Selon la théorie de la psychiatre Elisabeth Kübler-Ross (publiée dans On Death and Dying en 1969), une personne à qui l’on apprend qu’elle souffre d’une maladie incurable passe par 5 phases : le déni, la colère, le marchandage,  la dépression, l’acceptation.

Or, il peut être aussi difficile pour une personne d’accepter que « le monde court à sa perte » et que tous ses plans vont s’effondrer dans 20 ans… que d’apprendre qu’elle est atteinte d’une maladie grave.

Donc, si vous voulez sauver votre amour… il va falloir aider l’autre à passer les 5 étapes de son deuil pour lui permettre de vous rejoindre. 

Cherchons une solution pour chaque étape : 

1- Le déni (je ne te crois pas) : il va falloir lui prouver que ce n’est pas un « complot facile pour dîner en ville » : l’effondrement de notre mode de vie est une possibilité de plus en plus inévitable. Pour vous aider à le démontrer, on a sélectionné le best-of de la littérature collapso, des films et docus (s’il/elle n’aime pas trop lire) et même des BD sur l’effondrement ! Et si c’est un.e fan de spectacle vivant… prenez des places pour la conférence d’un chercheur très sérieux ! À vous de trouver LE truc pour le/la motiver !
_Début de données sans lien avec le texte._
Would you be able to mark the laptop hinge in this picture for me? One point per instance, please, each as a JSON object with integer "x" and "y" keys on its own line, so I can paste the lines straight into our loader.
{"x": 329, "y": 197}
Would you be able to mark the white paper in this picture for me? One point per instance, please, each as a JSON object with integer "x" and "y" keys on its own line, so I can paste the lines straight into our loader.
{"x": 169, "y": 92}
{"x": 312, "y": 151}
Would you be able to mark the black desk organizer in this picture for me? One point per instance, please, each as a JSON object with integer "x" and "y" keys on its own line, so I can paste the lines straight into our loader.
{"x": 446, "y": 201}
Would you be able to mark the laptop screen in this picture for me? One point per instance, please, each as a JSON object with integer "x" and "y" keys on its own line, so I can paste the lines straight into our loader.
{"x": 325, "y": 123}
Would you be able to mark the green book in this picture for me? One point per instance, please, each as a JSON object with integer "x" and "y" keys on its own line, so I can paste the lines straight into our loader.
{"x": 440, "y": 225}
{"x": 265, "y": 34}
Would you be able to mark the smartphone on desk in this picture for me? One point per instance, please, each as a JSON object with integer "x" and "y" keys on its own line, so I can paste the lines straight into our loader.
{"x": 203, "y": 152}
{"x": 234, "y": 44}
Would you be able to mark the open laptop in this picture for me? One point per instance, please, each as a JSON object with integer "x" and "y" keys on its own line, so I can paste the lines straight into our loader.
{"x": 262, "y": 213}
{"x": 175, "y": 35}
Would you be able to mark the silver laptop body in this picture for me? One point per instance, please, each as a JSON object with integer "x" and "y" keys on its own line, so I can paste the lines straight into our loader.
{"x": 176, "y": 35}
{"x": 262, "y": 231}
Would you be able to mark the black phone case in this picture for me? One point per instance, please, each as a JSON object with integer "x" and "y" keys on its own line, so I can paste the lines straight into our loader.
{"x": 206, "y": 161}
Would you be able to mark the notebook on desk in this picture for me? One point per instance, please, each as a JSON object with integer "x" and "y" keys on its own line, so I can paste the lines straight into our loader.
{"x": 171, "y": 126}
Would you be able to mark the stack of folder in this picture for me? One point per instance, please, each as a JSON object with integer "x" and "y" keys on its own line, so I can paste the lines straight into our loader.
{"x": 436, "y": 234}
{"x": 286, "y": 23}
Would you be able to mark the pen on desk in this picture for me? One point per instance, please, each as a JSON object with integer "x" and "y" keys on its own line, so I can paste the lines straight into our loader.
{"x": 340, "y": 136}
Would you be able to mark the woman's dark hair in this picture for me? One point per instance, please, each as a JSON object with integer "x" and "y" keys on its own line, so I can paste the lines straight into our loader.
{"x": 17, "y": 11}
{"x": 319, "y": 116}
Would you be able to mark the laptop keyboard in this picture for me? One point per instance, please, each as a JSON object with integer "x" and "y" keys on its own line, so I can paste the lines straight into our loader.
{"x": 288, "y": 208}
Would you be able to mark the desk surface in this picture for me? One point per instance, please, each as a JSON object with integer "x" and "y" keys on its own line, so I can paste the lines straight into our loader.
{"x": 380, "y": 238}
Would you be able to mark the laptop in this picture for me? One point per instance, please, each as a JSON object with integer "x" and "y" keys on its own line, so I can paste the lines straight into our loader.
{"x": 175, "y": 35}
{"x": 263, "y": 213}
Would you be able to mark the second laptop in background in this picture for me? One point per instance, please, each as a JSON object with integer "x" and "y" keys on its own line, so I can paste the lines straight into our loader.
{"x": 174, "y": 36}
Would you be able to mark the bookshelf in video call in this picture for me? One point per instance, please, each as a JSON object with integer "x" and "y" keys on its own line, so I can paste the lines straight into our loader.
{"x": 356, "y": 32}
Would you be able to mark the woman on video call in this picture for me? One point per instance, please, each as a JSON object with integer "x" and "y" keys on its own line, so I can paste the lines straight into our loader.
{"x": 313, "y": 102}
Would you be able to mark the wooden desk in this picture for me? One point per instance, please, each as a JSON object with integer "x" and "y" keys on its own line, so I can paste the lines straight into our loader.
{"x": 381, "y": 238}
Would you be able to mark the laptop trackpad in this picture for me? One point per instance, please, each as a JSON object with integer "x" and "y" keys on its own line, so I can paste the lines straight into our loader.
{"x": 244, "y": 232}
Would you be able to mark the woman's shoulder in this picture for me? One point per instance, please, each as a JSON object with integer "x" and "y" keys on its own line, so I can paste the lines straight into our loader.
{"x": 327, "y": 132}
2- La colère (salauds de pollueurs !) : accrochez-vous. Une fois que votre moitié aura compris dans quelle merde noire nous sommes déjà… ça va chier dans le ventilo ! ça va twitter furieusement, lancer des pétitions, militer chez Extinction-Rebellion… et c’est très bien ! Mais il ne faut pas que son combat s’arrête-là : votre objectif n’est-il pas d’entrer tous les 2 dans une démarche constructive ? 

3- Le marchandage (j’ai donné 1000 € à un ado qui va emprisonner l’océan de plastique dans un filet magique !) : il est tentant de croire que les techno-solutions ou la géoingénierie vont nettoyer le ciel, les mers et ralentir la catastrophe. Malheureusement, la plupart de ces initiatives sont des leurres et les dégâts causés sont en grande partie irréparables.

4- La dépression (c’est trop crueeeel) : vous y êtes presque. Soyez l’épaule réconfortante, ayez les mots qui redonnent espoir, portez un projet qui redonne du sens à la vie ! Et si, pour le/la requinquer, vous lui offriez un petit weekend woofing (une forme de AirBnb à la ferme) : le bon air, ça fait toujours du bien, surtout quand on peut profiter d’une sieste crapuleuse dans le foin !  

Eure : j'ai testé le woofing dans une ferme de Bouquetot

5-L’acceptation (bon d’accord, je viens avec toi élever des chèvres dans la baie de Somme, mais à une condition… qu’on ait le wifi !) : c’est y est, vous avez sauvé votre couple ! 

Cette stratégie des petits-pas vous semble un peu ridicule ? Écoutez plutôt notre psy : « je crois davantage à l’utilité et à la beauté des petites actions qui creusent le lit des grands changements ». Inspirant, non ?

*Les prénoms ont été changés à la demande des témoins.